At the heart of Art — Yasmina Reza’s 15-year-old international stage sensation, now at the Flat Rock Playhouse — lies a painting, “a canvas about five foot by four: white.” Taste in art is unaccountable. One might appreciate such a painting, remain neutral to it, or dismiss it as a joke, but few would view its purchase as this playwright does: an occasion for a comic romp about the near-dissolution of a long-standing friendship between three men.
The men in question are oddly assorted: the buyer, Serge (Scott Treadway), a dermatologist and divorcé; the critic, Marc (Bill Muñoz), an aeronautical engineer in a committed relationship; and the man in the middle, Yvan (Damian Duke Domingue), who has left textiles for stationery and is about to be married. Across an intermissionless eighty minutes, their debate about the painting leads them through personal attacks to self-revelation and eventual reconciliation, and even they are forced to wonder what they have ever seen in one another. The audience, though laughing, may also be puzzled.
Despite the title, Art isn’t about fine art but the art of friendship. One needn’t know or care much about aesthetic debate to enjoy this play. It’s written lightly and brightly as a middle class entertainment, in the manner of a boulevard comedy, about which the French author has a character in another play, The Unexpected Man, say, “in the theatre, the only thing I can stand is boulevard comedy… At a boulevard comedy, the audience laughs like normal people. They don’t laugh in that deathly way you hear these days in the palaces of culture.”

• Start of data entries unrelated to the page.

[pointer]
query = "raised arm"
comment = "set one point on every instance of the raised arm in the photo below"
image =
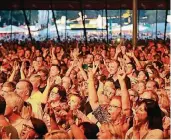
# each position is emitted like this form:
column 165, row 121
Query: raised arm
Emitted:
column 83, row 73
column 22, row 71
column 138, row 64
column 70, row 69
column 45, row 94
column 15, row 69
column 93, row 98
column 126, row 106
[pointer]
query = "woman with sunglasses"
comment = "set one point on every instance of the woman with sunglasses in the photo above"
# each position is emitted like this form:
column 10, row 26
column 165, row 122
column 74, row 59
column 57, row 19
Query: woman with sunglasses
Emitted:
column 147, row 121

The script, like the apartment setting it calls for, is “as stripped-down and neutral as possible,” but its nicely varied monologues, dialogues, and trialogues offer opportunities for subtle characterization and over-the-top histrionics actors vie for. Each of Reza’s plays, including the current Broadway hit, God of Carnage, has attracted some of the biggest names on stage and screen — not at all surprising, since Reza began her career as an actress.

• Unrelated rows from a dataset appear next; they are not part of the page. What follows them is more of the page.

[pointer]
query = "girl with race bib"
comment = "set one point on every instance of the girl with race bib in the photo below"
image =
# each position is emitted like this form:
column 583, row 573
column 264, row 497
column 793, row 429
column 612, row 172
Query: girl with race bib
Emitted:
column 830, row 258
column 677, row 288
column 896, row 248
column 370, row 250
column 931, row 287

The performers in the Flat Rock production can’t match the star power of Art’s original Broadway cast, which included Alan Alda, but they are capable, experienced performers of enormous charm and likability, and they give the audience their all. This production, unfortunately, would benefit from greater restraint. Whether encouraged, indulged, or both by director Neela Muñoz, the actors start out at their highest pitch and maintain it until the last five minutes. Nothing develops. Relationships don’t evolve from irritation to anger to physical hostility; instead, war is waged from the outset, so that when an actual blows is struck—in one of the few awkward moments in the staging — it’s all of a piece with what preceded, instead of a peak.
This flatness prevents us from appreciating what drew these men together in the first place, or from caring about them much, if at all. That difficulty is heightened by the overly broad acting, much more appropriate to a sitcom than a boulevard comedy. Every line is illustrated and underlined by mugging, as if attendees couldn’t be trusted to understand anything for themselves. Without shading and a greater variety of emotional intensity, laughs are lost, as well as the human qualities the author clearly wants us to appreciate.
Oh, and about that white painting: it’s not white. As Yvan says, “There’s yellow, there’s grey, some slightly ochrish lines.” The Flat Rock Art entertains, but it, too, could have used a richer palette.
Art, by Yasmina Reza, translated by Christopher Hampton. Produced by Flat Rock Playhouse. Through May 2. Directed by Neela Muñoz. Scenic Design: Dennis C. Maulden. Lighting Design: Michael Mauren. Sound Design: Joel Thompson. Costume Design: Ashli Arnold. With: Bill Muñoz (Marc), Scott Treadway (Serge), and Damian Duke Domingue (Yvan).